Asian traditions of thought do not form a coherent historical tradition and Asian elites are ambivalent about their nature and worth. But for all the failures of Indians, Chinese and others to take up the study of their own philosophical past, it is perhaps odd that western philosophy, despite its own problems, has rarely sought to renew itself by looking to the east. Aesthetic dimensions of life—art, architecture, music, cinema—seem to flow more readily across cultures than philosophical ones. Once notions of racial and cultural superiority waned, many fusions took place between western and other cultures: consider Hollywood cinema since the early 1990s, English literature since Rushdie, Seth and others, the recent breakthrough of modern Indian art on to western markets. Philosophical thought remains the exception. Why?
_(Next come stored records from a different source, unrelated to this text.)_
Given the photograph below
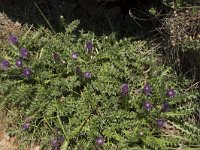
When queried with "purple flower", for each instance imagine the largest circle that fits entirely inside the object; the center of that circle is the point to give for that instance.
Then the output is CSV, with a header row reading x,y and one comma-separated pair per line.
x,y
147,89
87,75
25,126
75,55
170,93
78,71
13,39
56,142
165,106
147,106
5,64
23,52
99,141
160,123
89,46
18,63
124,89
26,72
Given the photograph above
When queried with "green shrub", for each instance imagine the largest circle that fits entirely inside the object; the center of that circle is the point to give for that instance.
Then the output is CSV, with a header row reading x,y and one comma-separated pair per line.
x,y
86,92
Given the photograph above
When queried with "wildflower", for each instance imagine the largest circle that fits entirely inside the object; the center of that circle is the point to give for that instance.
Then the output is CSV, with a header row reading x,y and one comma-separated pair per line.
x,y
25,126
56,142
171,93
147,106
13,39
165,106
23,52
26,72
99,141
78,71
124,89
5,64
75,55
56,57
89,46
18,63
87,75
160,123
147,89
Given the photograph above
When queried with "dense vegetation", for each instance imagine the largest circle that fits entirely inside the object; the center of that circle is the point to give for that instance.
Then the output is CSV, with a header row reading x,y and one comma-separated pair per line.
x,y
78,90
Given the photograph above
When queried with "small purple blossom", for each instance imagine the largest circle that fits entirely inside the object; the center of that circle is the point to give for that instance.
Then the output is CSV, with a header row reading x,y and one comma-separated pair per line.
x,y
18,63
147,106
160,123
23,52
89,46
56,142
75,55
5,64
78,70
87,75
165,106
147,89
99,141
13,39
25,126
124,89
170,93
26,72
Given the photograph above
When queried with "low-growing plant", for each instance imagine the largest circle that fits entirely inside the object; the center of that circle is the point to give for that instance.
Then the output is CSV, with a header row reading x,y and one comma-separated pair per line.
x,y
79,91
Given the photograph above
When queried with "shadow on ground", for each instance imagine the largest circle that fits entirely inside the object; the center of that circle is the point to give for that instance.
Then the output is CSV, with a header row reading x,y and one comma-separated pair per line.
x,y
92,18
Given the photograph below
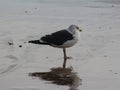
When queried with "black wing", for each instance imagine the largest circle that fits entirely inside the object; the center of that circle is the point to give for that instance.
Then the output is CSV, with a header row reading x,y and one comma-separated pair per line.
x,y
57,38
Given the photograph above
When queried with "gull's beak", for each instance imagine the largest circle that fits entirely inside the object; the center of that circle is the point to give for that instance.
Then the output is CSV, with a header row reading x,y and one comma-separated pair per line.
x,y
80,30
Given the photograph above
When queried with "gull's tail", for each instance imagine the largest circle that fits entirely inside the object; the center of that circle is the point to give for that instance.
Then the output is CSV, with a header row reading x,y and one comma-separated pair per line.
x,y
37,42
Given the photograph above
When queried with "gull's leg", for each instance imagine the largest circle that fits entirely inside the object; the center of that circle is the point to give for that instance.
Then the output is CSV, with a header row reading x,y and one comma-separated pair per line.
x,y
65,57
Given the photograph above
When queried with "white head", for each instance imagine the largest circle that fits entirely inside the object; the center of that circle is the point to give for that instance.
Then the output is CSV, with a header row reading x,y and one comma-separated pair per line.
x,y
73,28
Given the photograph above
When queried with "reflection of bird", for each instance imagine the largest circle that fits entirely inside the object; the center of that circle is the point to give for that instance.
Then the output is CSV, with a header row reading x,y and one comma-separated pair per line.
x,y
61,39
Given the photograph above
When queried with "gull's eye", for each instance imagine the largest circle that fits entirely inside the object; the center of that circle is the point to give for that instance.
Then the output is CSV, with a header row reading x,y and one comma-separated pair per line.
x,y
77,27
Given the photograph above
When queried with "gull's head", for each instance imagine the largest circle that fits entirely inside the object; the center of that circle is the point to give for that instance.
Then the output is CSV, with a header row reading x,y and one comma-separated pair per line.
x,y
73,28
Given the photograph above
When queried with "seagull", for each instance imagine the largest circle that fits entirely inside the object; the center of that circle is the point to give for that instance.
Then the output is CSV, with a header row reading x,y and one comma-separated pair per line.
x,y
61,39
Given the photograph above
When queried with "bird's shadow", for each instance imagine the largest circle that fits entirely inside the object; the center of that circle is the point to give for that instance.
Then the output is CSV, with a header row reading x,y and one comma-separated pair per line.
x,y
60,76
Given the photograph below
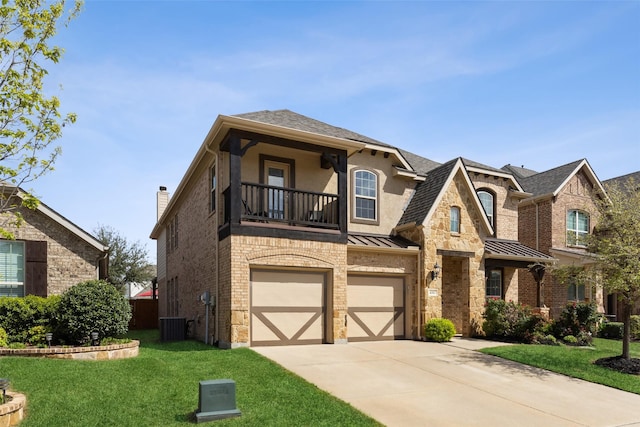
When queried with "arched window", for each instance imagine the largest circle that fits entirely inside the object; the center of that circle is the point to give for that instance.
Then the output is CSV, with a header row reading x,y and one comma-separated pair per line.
x,y
366,195
486,198
454,219
577,227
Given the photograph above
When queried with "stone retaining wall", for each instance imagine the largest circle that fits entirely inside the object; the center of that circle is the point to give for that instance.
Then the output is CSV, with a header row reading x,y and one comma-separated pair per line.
x,y
106,352
12,412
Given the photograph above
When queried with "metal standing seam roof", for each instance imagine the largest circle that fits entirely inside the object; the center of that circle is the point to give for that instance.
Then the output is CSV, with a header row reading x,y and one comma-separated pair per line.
x,y
512,249
379,241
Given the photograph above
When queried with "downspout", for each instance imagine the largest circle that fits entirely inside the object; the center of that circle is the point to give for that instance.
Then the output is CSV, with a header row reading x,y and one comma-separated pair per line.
x,y
215,336
418,294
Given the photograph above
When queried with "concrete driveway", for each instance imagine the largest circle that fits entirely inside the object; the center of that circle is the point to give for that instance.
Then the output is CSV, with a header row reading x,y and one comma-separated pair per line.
x,y
411,383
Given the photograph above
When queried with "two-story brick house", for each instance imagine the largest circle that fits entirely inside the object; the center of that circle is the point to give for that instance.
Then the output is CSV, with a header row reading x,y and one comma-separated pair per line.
x,y
554,220
48,255
303,232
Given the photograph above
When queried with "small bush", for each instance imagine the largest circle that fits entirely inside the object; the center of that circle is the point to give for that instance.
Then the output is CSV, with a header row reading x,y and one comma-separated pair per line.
x,y
439,330
577,318
635,327
36,335
19,315
508,321
3,338
92,306
611,330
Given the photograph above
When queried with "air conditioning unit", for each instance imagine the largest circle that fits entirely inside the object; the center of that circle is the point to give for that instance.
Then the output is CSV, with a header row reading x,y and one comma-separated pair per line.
x,y
172,328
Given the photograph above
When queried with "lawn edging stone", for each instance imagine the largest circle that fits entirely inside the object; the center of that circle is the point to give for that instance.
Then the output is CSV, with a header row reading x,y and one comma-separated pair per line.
x,y
12,412
99,352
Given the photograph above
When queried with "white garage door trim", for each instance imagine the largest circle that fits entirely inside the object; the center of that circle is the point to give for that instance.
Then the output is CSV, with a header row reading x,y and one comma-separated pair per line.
x,y
287,307
376,308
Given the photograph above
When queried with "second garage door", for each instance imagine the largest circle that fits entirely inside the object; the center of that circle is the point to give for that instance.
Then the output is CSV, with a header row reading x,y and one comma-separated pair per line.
x,y
287,307
376,308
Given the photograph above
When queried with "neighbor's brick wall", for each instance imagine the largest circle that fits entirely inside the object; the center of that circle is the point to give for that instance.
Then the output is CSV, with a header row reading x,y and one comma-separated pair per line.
x,y
70,260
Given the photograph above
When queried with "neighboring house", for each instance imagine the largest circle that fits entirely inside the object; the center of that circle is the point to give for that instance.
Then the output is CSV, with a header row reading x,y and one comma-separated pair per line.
x,y
49,254
302,232
554,220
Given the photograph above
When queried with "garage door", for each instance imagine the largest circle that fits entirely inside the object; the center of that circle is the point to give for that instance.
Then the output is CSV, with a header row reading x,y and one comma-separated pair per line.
x,y
376,308
287,307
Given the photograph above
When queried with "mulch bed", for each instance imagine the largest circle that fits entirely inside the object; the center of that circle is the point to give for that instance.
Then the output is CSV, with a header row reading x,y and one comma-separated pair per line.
x,y
617,363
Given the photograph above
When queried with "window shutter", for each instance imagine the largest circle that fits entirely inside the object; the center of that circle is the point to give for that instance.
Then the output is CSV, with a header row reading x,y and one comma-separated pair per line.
x,y
36,268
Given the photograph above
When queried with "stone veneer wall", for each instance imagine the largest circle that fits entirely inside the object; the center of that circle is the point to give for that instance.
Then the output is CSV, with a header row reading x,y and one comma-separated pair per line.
x,y
245,252
436,235
371,262
70,260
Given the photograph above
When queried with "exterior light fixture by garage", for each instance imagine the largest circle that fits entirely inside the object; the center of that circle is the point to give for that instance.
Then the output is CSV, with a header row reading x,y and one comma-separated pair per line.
x,y
435,272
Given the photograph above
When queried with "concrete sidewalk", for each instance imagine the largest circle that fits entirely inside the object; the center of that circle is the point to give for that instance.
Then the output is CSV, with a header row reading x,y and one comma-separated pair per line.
x,y
412,383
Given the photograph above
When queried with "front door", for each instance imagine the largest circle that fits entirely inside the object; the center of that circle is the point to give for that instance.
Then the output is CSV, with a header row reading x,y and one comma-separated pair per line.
x,y
277,175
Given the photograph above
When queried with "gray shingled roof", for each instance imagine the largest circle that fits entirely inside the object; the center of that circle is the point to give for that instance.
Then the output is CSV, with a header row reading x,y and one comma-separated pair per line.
x,y
289,119
473,164
379,241
621,181
426,194
512,249
549,181
518,172
419,164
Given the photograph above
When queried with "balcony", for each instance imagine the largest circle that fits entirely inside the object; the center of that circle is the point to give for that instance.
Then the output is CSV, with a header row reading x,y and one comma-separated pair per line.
x,y
265,204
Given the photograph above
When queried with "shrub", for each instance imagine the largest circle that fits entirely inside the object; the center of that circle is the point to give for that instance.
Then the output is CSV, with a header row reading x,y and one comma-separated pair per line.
x,y
611,330
19,315
439,330
635,327
36,335
92,306
508,321
577,318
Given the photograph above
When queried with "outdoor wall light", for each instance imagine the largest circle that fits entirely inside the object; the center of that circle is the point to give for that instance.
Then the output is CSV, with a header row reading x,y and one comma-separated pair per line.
x,y
435,272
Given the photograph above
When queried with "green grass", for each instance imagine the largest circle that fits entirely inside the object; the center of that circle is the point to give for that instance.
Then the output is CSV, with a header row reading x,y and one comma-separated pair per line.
x,y
575,362
160,388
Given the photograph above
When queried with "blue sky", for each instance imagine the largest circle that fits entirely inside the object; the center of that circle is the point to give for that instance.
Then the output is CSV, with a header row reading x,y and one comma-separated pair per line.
x,y
538,84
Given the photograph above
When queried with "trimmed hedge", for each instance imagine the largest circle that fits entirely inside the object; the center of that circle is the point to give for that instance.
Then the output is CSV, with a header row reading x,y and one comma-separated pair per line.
x,y
439,330
92,306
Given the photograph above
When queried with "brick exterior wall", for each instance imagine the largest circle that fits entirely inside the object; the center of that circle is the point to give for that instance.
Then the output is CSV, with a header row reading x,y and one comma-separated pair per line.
x,y
543,226
70,259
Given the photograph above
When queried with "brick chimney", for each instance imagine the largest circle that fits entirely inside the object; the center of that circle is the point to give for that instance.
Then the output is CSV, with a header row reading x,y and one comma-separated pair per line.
x,y
162,200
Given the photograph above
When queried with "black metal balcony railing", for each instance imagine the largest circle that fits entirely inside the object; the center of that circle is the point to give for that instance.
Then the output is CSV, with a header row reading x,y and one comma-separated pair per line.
x,y
269,204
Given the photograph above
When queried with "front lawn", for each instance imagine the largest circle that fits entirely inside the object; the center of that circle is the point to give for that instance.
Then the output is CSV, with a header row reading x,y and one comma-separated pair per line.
x,y
160,388
575,362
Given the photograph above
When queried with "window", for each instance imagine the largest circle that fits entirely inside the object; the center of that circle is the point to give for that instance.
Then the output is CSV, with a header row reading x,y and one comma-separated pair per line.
x,y
486,199
214,186
577,228
454,219
11,269
575,292
494,284
366,195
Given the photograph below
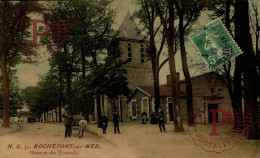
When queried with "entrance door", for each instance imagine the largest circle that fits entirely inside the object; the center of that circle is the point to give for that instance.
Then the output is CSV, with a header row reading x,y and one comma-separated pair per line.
x,y
212,106
170,112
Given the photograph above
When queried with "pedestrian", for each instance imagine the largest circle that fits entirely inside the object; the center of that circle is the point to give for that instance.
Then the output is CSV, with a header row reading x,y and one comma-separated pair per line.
x,y
104,122
161,120
82,126
116,122
68,123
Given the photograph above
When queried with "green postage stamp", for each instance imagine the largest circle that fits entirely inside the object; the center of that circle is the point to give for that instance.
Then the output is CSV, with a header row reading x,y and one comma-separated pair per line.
x,y
215,44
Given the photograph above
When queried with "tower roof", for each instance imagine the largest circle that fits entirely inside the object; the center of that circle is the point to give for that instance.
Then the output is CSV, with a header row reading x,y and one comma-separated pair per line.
x,y
129,30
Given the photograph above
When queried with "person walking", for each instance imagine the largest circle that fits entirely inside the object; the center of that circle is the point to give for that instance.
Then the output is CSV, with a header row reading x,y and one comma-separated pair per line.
x,y
82,126
68,123
116,122
104,122
161,118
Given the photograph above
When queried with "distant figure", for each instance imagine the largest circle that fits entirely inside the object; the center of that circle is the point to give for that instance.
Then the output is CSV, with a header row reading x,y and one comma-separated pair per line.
x,y
144,119
161,119
104,122
82,126
68,123
116,122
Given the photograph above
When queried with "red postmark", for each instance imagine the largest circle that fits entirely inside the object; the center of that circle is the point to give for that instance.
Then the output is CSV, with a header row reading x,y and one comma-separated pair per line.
x,y
217,133
54,30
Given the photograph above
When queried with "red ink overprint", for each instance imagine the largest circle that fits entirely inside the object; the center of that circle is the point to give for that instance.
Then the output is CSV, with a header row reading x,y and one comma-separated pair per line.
x,y
220,134
58,32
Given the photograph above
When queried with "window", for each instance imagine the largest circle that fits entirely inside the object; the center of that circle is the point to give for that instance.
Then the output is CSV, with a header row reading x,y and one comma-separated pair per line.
x,y
129,58
145,106
142,53
134,108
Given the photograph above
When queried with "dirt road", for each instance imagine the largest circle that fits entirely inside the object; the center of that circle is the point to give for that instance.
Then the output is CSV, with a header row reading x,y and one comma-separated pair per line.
x,y
42,140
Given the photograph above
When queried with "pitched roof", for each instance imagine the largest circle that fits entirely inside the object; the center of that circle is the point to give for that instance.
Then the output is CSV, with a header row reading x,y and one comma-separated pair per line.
x,y
129,29
165,90
201,75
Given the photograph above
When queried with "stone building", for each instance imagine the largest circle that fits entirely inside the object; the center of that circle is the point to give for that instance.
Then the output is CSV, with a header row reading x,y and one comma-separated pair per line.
x,y
133,48
208,93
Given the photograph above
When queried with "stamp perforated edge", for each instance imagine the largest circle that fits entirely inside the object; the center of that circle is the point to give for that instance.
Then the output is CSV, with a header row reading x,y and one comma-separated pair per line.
x,y
204,60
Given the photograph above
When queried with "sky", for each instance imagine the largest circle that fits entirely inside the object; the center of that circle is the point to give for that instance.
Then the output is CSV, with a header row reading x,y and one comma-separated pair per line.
x,y
28,74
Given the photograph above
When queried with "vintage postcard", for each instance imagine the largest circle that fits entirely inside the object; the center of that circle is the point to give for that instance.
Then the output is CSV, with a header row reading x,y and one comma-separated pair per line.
x,y
129,79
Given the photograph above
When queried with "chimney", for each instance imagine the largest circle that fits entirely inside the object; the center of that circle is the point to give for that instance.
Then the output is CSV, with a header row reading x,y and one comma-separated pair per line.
x,y
169,78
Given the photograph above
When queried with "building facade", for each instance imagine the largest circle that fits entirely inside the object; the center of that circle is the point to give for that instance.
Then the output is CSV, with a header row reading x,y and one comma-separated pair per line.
x,y
133,48
209,93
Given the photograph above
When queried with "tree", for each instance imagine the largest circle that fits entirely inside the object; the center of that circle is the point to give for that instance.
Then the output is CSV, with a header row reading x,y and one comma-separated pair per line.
x,y
10,57
42,98
255,25
148,16
16,100
187,11
247,63
167,20
108,78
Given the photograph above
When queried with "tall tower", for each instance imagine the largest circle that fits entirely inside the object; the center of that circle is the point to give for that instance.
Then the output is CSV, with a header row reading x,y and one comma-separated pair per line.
x,y
133,47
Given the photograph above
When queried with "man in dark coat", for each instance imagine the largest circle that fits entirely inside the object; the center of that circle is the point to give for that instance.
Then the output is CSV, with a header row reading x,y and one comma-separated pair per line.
x,y
161,120
104,121
116,122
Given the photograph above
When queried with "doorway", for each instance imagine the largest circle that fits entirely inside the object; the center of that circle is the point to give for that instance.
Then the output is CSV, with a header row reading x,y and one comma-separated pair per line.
x,y
212,106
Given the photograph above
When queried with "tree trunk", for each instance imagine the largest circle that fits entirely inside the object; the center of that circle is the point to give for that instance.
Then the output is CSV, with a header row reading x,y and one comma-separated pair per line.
x,y
93,54
84,97
98,108
248,66
175,88
186,72
5,88
155,67
69,94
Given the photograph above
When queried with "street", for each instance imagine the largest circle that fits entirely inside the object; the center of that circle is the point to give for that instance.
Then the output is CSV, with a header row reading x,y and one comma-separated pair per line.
x,y
135,141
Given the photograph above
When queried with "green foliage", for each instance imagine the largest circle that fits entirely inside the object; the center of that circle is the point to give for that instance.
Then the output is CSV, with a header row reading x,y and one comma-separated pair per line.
x,y
16,100
42,97
108,78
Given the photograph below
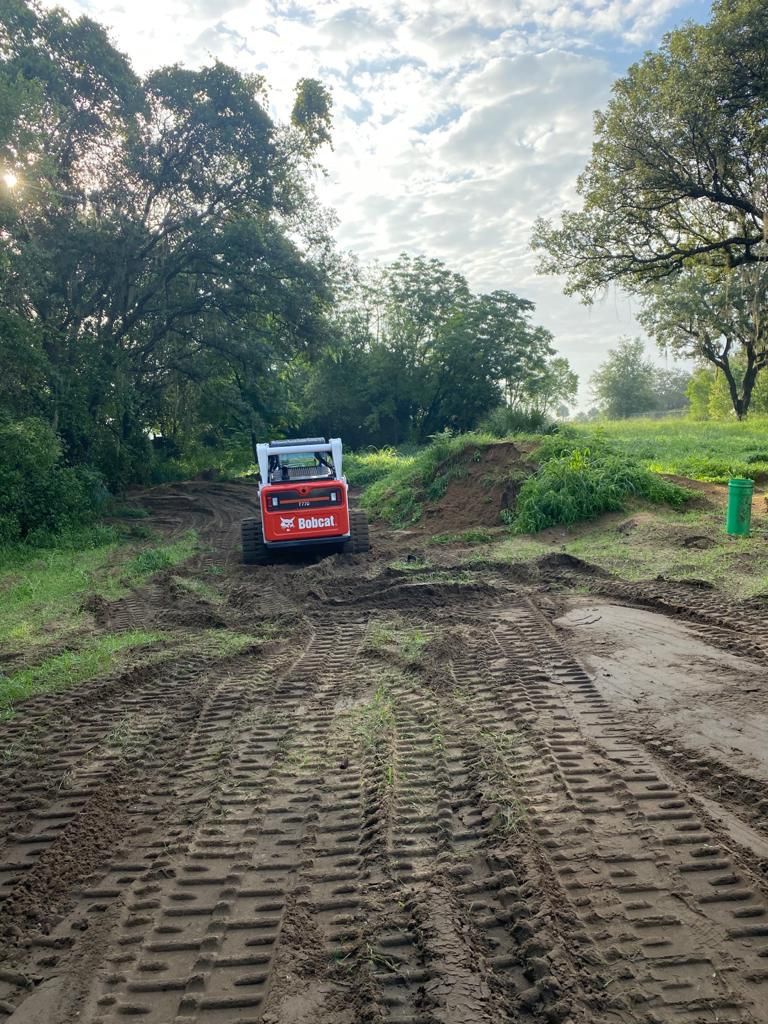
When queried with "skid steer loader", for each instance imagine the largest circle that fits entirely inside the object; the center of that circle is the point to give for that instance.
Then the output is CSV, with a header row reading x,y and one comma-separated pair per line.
x,y
303,502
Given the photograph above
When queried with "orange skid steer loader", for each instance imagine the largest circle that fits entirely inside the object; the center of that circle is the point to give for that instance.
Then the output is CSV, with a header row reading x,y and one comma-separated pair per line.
x,y
303,502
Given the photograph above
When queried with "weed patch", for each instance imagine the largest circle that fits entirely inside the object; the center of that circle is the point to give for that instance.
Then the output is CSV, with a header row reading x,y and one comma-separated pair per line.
x,y
394,637
148,562
364,468
71,668
468,537
577,483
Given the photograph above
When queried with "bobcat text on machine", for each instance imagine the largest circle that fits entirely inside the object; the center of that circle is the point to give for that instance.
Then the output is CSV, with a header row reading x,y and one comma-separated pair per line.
x,y
303,502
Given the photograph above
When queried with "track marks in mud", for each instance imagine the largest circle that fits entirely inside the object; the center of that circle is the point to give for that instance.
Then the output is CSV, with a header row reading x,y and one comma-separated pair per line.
x,y
672,915
202,930
327,834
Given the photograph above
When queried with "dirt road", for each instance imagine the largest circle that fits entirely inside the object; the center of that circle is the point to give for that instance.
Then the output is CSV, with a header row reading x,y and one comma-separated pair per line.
x,y
426,796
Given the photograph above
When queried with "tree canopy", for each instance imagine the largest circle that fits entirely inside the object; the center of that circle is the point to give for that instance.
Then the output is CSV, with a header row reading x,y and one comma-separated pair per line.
x,y
169,285
419,352
679,162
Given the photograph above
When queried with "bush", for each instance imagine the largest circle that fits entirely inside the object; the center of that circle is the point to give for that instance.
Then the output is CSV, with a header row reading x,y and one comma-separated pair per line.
x,y
365,468
39,497
576,483
505,421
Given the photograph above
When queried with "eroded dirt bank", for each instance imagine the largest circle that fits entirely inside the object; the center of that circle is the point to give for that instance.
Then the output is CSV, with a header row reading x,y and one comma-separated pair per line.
x,y
422,796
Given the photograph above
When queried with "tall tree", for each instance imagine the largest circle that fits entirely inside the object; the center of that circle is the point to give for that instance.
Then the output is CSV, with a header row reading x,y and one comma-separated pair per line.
x,y
679,162
723,318
162,232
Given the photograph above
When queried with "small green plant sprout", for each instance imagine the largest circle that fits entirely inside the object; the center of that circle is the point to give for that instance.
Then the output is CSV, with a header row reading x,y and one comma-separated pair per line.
x,y
397,638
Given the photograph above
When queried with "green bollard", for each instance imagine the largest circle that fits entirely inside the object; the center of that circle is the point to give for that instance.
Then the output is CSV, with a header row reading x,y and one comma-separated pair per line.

It may be that there is something in the very nature of such intellectual activity that makes it difficult for cross-cultural communication. Unless there is agreement on what the issues are and that these issues are to be tackled using mutually intelligible methods, perhaps philosophical cultures do not fuse.
It is an inescapable fact that contemporary globalisation took off at a time peculiarly marked by the domination of the place called the west. We cannot wish away that predominance. When the intellectual traditions of India, China or elsewhere come to take their place in an emerging global tradition of thought, they must start with the only global terms of discourse available to them: those of western philosophy. So I have had to use the categories of western philosophy in presenting Indian and Chinese thought; but as with the English language, use does not in itself indicate subordination. It may be that terms from non-western traditions will also become keys of analysis in a future global tradition of thought, but those of western philosophy, their uses conceived in many novel ways, will continue to be used, as they are bequeathed to a global successor. But to give thus, western philosophy must first also receive, even if on its own terms. Parochialism and fear of the unknown on the part of western philosophers, and a loss of nerve on the part of Asian thinkers, stand in the way of that reception.